Originally created 08/13/02

Baseball players fail to set strike date



CHICAGO -- Baseball players backed off setting a strike date Monday, saying they were hopeful recent progress in bargaining talks could lead to a new agreement by the end of the week.

"We feel like there's a window of opportunity to get something done in the next several days and we're willing to explore that," Atlanta's Tom Glavine said following a 3 1/2 -hour meeting of the union's executive board.

Glavine, a senior member of the board, said players were prepared to give the negotiating process "every chance to succeed."

"You establish a date when you believe it is essential to reach an agreement, bearing in mind that a strike is the last thing the players want. And we are not at that point yet," union head Donald Fehr said.

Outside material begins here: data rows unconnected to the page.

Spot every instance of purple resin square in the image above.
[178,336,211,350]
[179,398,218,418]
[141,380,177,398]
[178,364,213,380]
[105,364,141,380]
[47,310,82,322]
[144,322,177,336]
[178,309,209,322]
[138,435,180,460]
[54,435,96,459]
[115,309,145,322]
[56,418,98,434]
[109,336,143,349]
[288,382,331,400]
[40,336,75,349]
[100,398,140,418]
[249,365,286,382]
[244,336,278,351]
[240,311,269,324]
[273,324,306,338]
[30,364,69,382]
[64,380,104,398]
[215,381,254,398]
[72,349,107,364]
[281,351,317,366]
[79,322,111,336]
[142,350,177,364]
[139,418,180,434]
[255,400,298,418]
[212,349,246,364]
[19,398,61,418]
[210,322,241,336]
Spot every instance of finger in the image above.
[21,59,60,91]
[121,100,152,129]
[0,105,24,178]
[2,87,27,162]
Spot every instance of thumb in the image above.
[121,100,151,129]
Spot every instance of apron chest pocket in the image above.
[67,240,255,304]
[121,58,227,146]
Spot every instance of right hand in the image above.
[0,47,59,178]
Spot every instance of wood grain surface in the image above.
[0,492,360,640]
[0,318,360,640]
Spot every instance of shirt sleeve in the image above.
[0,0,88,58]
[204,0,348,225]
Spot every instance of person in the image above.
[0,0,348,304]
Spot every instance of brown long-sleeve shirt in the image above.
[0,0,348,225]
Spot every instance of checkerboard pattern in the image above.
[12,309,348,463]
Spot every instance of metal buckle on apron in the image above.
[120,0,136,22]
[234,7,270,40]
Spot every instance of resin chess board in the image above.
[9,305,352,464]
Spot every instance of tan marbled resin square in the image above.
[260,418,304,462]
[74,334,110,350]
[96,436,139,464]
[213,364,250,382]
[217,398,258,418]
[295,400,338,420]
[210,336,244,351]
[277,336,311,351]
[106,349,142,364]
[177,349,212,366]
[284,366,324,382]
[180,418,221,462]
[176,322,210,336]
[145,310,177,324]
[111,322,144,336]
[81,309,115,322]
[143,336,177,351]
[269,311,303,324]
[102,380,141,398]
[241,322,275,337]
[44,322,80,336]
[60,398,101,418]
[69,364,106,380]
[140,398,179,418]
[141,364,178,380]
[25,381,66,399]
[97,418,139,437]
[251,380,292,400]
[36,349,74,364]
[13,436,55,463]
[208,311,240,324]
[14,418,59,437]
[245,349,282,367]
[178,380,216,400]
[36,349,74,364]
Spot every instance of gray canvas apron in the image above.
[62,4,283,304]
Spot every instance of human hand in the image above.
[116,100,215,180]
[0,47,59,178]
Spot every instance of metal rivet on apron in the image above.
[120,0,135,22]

Fehr later called commissioner Bud Selig and "discussed the progress of bargaining and what the current situation was."

Negotiators planned to resume talks Tuesday in New York. Last week, the sides agreed on a $100,000 raise in the minimum salary to $300,000 and agreed to mandatory testing for steroids.

But the sides still are apart on the key issues of increased sharing of local revenue among the 30 teams and management's desire for a luxury tax on high-payroll clubs.

At ballparks, players were relieved that a decision had been put off.

"Everybody is a winner if we can get through thing without setting a strike date," Colorado's Larry Walker said.

At Crawford, Texas, White House deputy press secretary Scott McClellan said a strike "would be a terrible thing to have happen." President Bush, the former owner of the Texas Rangers, has "not been involved in any way."

"But it is clear," McClellan said, "that a strike would be unfortunate and terrible for baseball fans across America, and the president is an avid baseball fan."

The luxury tax appears to be the most difficult issue. While there was a luxury tax in place in 1997, 1998 and 1999, owners viewed it as largely ineffective. The key to finding a deal is likely to be finding a tax level that can satisfy management's desire to restrain salaries while not slowing them so much that players would strike over the issue.

Finding a way to slow salaries has been a perennial management goal, but players would like to keep things the way they are. Since 1976, the last season before free agency, the average salary has jumped from $51,500 to $2.38 million, a 46-fold increase.

Selig said it has reached the point where only the richest teams can compete. He thinks revenue-sharing - taking from the biggest clubs and giving to the smaller ones, like his family-owned Milwaukee Brewers - is the only way to restore competitive balance.

"The system is so, in my judgment, badly flawed, it's going to take a myriad of solutions," Selig said earlier this month.

One owner who sticks up for big-market clubs is George Steinbrenner, whose New York Yankees' payroll is $135 million. He doesn't think they should have to subsidize smaller teams.

But Steinbrenner isn't sure how much his opinion counts these days.

"Bud Selig and I have been friends for a long time. I'm not sure how much he relies on me anymore," Steinbrenner said in an interview published Sunday in The New York Times. "I don't know. He kind of has his allies, and most of them are small-market guys."

While neither side commented after a three-hour bargaining session Sunday, there seemed to be some progress in negotiations the past week. Players ended their decades-old opposition to mandatory drug testing and agreed to be tested for illegal steroids starting next year.

Players also are amenable to increasing the amount of local revenue teams share. But they oppose the luxury tax.

"We don't consider players to be a luxury," union head Donald Fehr said.

Unlike the failed negotiations of 1994-95, which eliminated the World Series for the first time since 1904, both sides have had dozens of bargaining sessions in recent weeks and have narrowed their differences. In 1994, when owners were demanding a fixed ceiling on salaries, known as a cap, the first substantive talks didn't take place until three months after the walkout.

The last strike wiped out the final 52 days and 669 games of the regular season and forced cancellation of the first 23 days and 252 games of the following season. It ended only after a federal judge issued an injunction restoring the terms of the former labor contract, ruling owners had illegally changed work rules.